[Feature] support iceberg metadata table #33186

stephen-shelby · 2023-10-19T17:57:46Z

Fixes #issue
support following sql:
select * from table_name$snapshots
select * from table_name$manifests
select * from table_name$files

select * from orders_test$snapshots order by committed_at desc limit 1 \G
*************************** 1. row ***************************
committed_at: 2023-10-20 01:42:23
snapshot_id: 4924636944729424676
parent_id: 7219695656029995314
operation: append
manifest_list: hdfs://e/orders_test-f70fff62928f4257860d7/metadata/snap-4924636944729424676-1.avro
summary: {"added-data-files":"2406","added-records":"1500000","added-files-size":"39169690","changed-partition-count":"2406","total-records":"1500000","total-files-size":"39169690","total-data-files":"2406","total-delete-files":"0","total-position-deletes":"0","total-equality-deletes":"0"}
select * from orders_test$manifests\G
*************************** 1. row ***************************
path: hdfs://ss/metadata/5d6e9209-07dc-435d-bb28-67e058c101a6-m0.avro
length: 252203
partition_spec_id: 0
added_snapshot_id: 4924636944729424676
added_data_files_count: 2406
added_rows_count: 1500000
existing_data_files_count: 0
existing_rows_count: 0
deleted_data_files_count: 0
deleted_rows_count: 0
partition_summaries: [{"contains_null":false,"contains_nan":false,"lower_bound":"1992-01-01","upper_bound":"1998-08-02"},{"contains_null":false,"contains_nan":false,"lower_bound":"0","upper_bound":"0"}]
select * from orders_test$files limit 1\G
*************************** 1. row ***************************
content: 0
file_path: hdfs://xx/data/o_orderdate=1992-12-15/o_shippriority=0/xxxxx.orc
file_format: ORC
spec_id: 0
record_count: 628
file_size_in_bytes: 16650
column_sizes:
value_counts: {"1":628,"2":628,"3":628,"4":628,"5":628,"6":628,"7":628,"8":628,"9":628}
null_value_counts: {"1":0,"2":0,"3":0,"4":0,"5":0,"6":0,"7":0,"8":0,"9":0}
nan_value_counts:
lower_bounds: {"1":"11552","2":"386","3":"F","4":"981","5":"1992-12-15","6":"1- URGENT","7":"Clerk#000000002","8":"0","9":" Tiresias lose b"}
upper_bounds: {"1":"5962919","2":"149743","3":"F","4":"460642","5":"1992-12-15","6":"5-LOW","7":"Clerk#000000999","8":"0","9":"yly. pending, ew"}
split_offsets:
equality_ids:
find max value of partition column
select max(get_json_string(partition_summaries, '$[0].upper_bound')) from orders_test$manifests;
+---------------------------------------------------------------+
| max(get_json_string(partition_summaries, '$[0].upper_bound')) |
+---------------------------------------------------------------+
| 1998-08-02 |
+---------------------------------------------------------------+
find min value of non-partition column
select min(get_json_string(lower_bounds, '$.2')) from orders_test$files;
+-------------------------------------------+
| min(get_json_string(lower_bounds, '$.2')) |
+-------------------------------------------+
| 1 |
+-------------------------------------------+

What type of PR is this:

Does this PR entail a change in behavior?
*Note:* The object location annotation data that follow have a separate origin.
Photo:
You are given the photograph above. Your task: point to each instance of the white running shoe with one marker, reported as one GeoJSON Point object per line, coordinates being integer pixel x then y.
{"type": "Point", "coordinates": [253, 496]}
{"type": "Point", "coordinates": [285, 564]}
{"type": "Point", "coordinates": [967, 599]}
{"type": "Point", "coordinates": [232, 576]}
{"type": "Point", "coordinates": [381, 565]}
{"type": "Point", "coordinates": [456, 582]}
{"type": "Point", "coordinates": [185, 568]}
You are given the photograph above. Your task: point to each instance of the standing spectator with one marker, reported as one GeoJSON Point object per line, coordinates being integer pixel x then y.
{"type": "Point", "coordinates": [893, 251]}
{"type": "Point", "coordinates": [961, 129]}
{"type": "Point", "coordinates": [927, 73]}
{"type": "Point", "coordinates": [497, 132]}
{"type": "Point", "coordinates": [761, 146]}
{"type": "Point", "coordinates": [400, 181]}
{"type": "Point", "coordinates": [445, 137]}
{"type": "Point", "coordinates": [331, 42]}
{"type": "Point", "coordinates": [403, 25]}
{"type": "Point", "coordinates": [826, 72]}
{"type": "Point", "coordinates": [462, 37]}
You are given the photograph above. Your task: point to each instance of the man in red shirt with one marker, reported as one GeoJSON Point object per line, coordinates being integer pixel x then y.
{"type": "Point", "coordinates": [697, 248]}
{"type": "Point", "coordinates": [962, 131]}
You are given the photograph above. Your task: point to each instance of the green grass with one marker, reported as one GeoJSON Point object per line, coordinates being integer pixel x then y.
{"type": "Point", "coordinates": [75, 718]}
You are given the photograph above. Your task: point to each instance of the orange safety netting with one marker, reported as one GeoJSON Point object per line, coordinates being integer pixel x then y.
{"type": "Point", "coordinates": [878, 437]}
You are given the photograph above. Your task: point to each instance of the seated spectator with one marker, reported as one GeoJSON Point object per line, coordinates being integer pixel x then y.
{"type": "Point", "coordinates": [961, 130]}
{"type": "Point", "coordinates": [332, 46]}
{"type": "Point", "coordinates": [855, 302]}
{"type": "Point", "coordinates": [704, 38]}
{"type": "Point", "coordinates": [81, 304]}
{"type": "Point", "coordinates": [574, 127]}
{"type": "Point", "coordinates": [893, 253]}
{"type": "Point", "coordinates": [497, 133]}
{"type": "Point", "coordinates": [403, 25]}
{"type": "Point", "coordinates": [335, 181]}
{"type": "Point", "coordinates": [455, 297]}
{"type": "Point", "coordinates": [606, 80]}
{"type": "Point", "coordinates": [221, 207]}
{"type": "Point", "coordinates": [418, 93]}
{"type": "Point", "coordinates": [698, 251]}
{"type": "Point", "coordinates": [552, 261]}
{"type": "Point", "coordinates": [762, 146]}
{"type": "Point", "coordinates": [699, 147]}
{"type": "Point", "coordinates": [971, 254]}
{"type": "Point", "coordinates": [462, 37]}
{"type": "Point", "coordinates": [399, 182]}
Yes, this PR will result in a change in behavior.
No, this PR will not result in a change in behavior.

If yes, please specify the type of change:

Interface/UI changes: syntax, type conversion, expression evaluation, display information
Parameter changes: default values, similar parameters but with different default values
Policy changes: use new policy to replace old one, functionality automatically enabled
Feature removed
Miscellaneous: upgrade & downgrade compatibility, etc.

Checklist:

I have added test cases for my bug fix or my new feature
This pr needs user documentation (for new or modified features or behaviors)
- I have added documentation for my new feature or new function

Bugfix cherry-pick branch check:

Signed-off-by: stephen <[email protected]>

starrocks-cr · 2023-10-19T17:58:50Z

fe/fe-core/src/main/java/com/starrocks/connector/iceberg/FilesTable.java

+                                Conversions.fromByteBuffer(idToTypeMapping.get(entry.getKey()), entry.getValue()))));
+        return GsonUtils.GSON.toJson(values);
+    }
+}


Here are some suggestions for the given code:

Error Handling: In the getFiles method, the CloseableIterator<FileScanTask> fileScanTaskIterator is closed inside a try-catch with a catch block that ignores any IOException. Consider at least logging the error message or almost certainly handling it in some way since failing to close resources can lead to memory leaks.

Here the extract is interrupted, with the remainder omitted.